Figure 5. — Nanobody®-assisted ChIP enrichment of predefined targets. (A) qPCR analysis of ChIP samples, prepared using different nanobodies® for immunoprecipitation (Nb1, Nb9, Nb11 and NbX). Identical samples were used for this analysis (after amplification) and microarray analysis. Data are expressed as log₂ values of the fold-enrichment ratio ChIP output DNA/input DNA. Error bars correspond to standard deviations. The analysis has been performed for three genomic regions; PCR primer sequences are given in Supplementary Material (Supplementary Table S1). (B) Zoomed view of raw ChIP-chip signals (Cy5/Cy3 ratio) for all probes in the genomic region harbouring a high-affinity Ss-LrpB target, which is the control region of the *Ss-lrpB* gene itself. Data are given as log₂ values of the enrichment ratio ChIP output DNA/input DNA for the ChIP-chip assays performed with samples enriched using Nb1, Nb9, Nb11 or NbX, as colour-coded. The indicated genomic positions correspond to those in the published genome sequence (42). The position of the *Ss-lrpB* ORF is indicated at the bottom (encoded on the reverse complementary strand with respect to the published genome sequence). The three characterized Ss-LrpB binding sites are schematically indicated as well, with 1, 2 and 3 denoting Box1, Box2 and Box3, respectively (31). The red horizontal bar corresponds to the genomic sequence that was amplified in the qPCR experiment.

The ChIP-chip derived binding peaks for the known autoregulatory binding sites exhibit an unexpected shape, centred over the coding part of the gene rather than over the operator region (Figure 5B). This observation prompted us to re-investigate autoregulatory binding of Ss-LrpB, and indeed, two additional potential binding sites were predicted in silico in the open reading frame (ORF) sequence (Figure 6A). These sites, tentatively called Box4 and Box5, are located at the 3′-end of the ORF with a spacing of 26 bp. Based on sequence similarity with the Ss-LrpB consensus sequence (56), both sites are expected to be low-affinity sites (Figure 6B).

Figure 6. — Binding of Ss-LrpB to additional operators in the *Ss-lrpB* ORF. (A) Schematic overview of the locations of Ss-LrpB 15-bp-long binding motifs (white rectangles) in both the control and the coding regions, depicted by a line and a grey shaded arrow, respectively. The regions that are spanned by the different fragments tested in EMSAs are indicated below. (B) Sequences of the newly identified Ss-LrpB binding motifs, Box4 and Box5 (right side), identified by applying MEME SUITE (55) using all previously identified binding sites (31,34). Next to the sequences, P-values are given. Residues that correspond to the Ss-LrpB consensus, which is shown to the left, are shown in bold. (C) EMSAs of the binding of Ss-LrpB to fragments A and B, as indicated. On top, the applied Ss-LrpB monomer concentration is indicated (in nM). The positions of free DNA (F), specific protein–DNA complexes (C1–C4), single-stranded DNA (SS) and the wells of the PAG are indicated. In brackets, relative mobility of the different complexes is given. The mobility was calculated by dividing the distance of migration of a band corresponding to a complex with the distance of migration of the band corresponding to free DNA (both measured with respect to the bottom of the well). (D) EMSA of the binding of Ss-LrpB to fragment C, encompassing the ORF. Ss-LrpB monomer concentrations (in nM) are indicated above the autoradiograph, and the positions of free DNA (F), complexes (C1, C2) and the wells (W) are indicated.

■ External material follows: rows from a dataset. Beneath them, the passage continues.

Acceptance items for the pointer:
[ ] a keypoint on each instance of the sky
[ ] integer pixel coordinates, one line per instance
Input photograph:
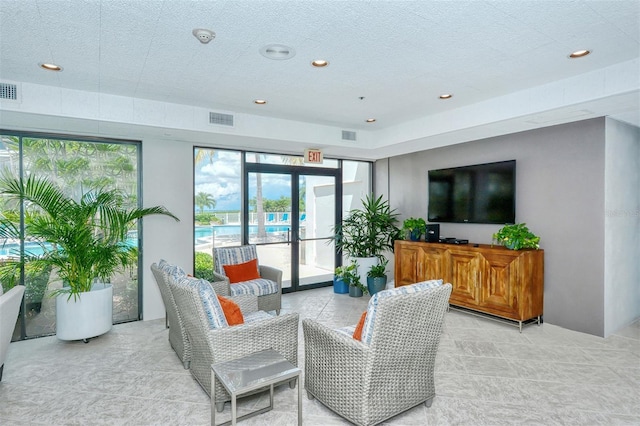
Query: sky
(220, 177)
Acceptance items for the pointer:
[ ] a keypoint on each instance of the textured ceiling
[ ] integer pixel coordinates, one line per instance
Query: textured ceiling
(398, 55)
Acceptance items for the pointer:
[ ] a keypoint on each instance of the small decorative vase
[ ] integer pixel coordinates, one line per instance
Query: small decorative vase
(355, 291)
(339, 286)
(376, 284)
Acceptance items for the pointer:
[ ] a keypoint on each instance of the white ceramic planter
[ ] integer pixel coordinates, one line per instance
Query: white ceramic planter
(89, 316)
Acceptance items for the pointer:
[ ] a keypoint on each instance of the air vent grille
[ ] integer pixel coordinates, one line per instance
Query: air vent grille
(221, 119)
(9, 91)
(348, 135)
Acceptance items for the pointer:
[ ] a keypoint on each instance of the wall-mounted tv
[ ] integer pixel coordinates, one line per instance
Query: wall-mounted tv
(481, 193)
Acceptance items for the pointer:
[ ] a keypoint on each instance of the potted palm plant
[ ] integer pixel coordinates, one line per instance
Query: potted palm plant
(366, 233)
(83, 241)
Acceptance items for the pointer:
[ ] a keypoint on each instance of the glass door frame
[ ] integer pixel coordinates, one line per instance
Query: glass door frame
(295, 172)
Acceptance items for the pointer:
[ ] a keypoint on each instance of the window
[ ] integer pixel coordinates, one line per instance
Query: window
(76, 165)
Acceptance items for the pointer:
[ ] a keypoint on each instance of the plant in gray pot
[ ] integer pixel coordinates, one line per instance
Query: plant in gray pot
(377, 277)
(366, 233)
(342, 276)
(356, 288)
(83, 242)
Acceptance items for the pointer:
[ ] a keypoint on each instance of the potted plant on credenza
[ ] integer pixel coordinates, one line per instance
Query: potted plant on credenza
(414, 227)
(83, 241)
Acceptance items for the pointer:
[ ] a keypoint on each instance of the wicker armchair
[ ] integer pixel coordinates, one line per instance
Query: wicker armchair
(173, 321)
(209, 346)
(367, 384)
(267, 300)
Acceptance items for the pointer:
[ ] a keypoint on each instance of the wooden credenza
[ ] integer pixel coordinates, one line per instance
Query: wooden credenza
(489, 279)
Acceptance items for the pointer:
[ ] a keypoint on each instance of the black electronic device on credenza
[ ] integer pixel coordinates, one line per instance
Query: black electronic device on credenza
(453, 240)
(433, 233)
(481, 193)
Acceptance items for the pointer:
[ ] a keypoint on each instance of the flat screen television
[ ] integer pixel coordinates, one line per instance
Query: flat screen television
(482, 193)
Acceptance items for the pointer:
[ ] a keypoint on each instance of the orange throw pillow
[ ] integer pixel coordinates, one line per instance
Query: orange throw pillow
(231, 310)
(242, 271)
(357, 333)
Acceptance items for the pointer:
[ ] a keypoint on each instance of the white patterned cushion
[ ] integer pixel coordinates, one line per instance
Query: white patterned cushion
(257, 287)
(171, 270)
(233, 256)
(212, 308)
(256, 316)
(348, 330)
(367, 329)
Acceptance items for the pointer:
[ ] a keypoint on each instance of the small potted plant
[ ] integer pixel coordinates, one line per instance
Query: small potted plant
(377, 277)
(342, 278)
(414, 227)
(517, 237)
(356, 288)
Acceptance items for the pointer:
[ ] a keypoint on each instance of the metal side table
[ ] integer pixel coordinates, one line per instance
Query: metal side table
(250, 373)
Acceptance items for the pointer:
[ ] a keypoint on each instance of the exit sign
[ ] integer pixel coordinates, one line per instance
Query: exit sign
(313, 156)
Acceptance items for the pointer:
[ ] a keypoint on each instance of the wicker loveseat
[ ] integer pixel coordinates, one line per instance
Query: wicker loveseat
(177, 334)
(211, 344)
(391, 369)
(268, 287)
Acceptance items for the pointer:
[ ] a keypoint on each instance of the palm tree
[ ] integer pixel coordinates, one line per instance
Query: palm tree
(83, 240)
(204, 199)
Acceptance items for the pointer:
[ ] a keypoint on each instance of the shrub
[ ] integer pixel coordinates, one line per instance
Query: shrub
(204, 266)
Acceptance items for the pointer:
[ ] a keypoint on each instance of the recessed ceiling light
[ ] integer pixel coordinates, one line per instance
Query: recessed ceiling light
(277, 52)
(50, 67)
(579, 54)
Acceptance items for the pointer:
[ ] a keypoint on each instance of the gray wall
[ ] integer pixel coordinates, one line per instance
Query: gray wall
(622, 225)
(560, 195)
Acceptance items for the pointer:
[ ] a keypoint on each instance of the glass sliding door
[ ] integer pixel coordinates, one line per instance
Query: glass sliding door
(76, 166)
(295, 237)
(286, 207)
(316, 221)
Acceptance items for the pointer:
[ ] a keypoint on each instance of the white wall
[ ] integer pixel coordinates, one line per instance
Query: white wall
(622, 225)
(167, 179)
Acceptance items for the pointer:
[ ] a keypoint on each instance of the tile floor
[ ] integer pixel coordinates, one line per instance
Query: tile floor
(487, 374)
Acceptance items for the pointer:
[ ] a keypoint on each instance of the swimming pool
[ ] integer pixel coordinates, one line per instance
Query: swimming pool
(207, 231)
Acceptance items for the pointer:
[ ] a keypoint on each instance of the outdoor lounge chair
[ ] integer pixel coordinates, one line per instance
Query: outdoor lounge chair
(213, 342)
(266, 284)
(173, 320)
(391, 369)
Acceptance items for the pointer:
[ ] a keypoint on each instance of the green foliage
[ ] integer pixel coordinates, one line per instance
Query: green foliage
(349, 274)
(368, 232)
(204, 266)
(379, 270)
(516, 237)
(82, 240)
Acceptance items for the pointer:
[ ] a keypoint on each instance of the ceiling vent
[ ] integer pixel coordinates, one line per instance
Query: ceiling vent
(8, 91)
(348, 135)
(221, 119)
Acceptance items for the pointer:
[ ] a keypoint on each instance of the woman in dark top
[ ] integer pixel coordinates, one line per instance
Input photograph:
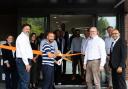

To further investigate possible Ss-LrpB binding within the ORF, EMSAs were performed with a fragment encompassing the promoter region only, both the promoter region and the coding region and with a fragment spanning the coding region only (Figure 6C and D). In the former case, three complexes (C1–C3) are formed, whereas a fourth complex (C4) that migrates slower than the other three complexes (C1–C3) is clearly present when the DNA fragment comprises both the promoter and the ORF. In contrast to Ss-LrpB complexes with the fragment containing the promoter region-only, the presence of the third complex (C3) is seriously reduced, obviously in favour of forming a new complex, C4. This suggests a cooperative binding to additional binding sites within the ORF. Supplementary DNA deformations (looping) and a higher protein stoichiometry may explain the significant reduction in the relative mobility of complex C4. Furthermore, low-affinity binding to the ORF fragment is inferred (Figure 6D), as two nucleoprotein complexes are detected in these EMSA (C1 and C2), although they result in smearing, reflecting binding instability. In conjunction, we provide strong evidence both in vivo and in vitro that Ss-LrpB binds two additional binding sites in the Ss-lrpB ORF, located 392 bp downstream of Box1 and oriented on the same side of the DNA helix (with a centre-to-centre distance of four helical turns).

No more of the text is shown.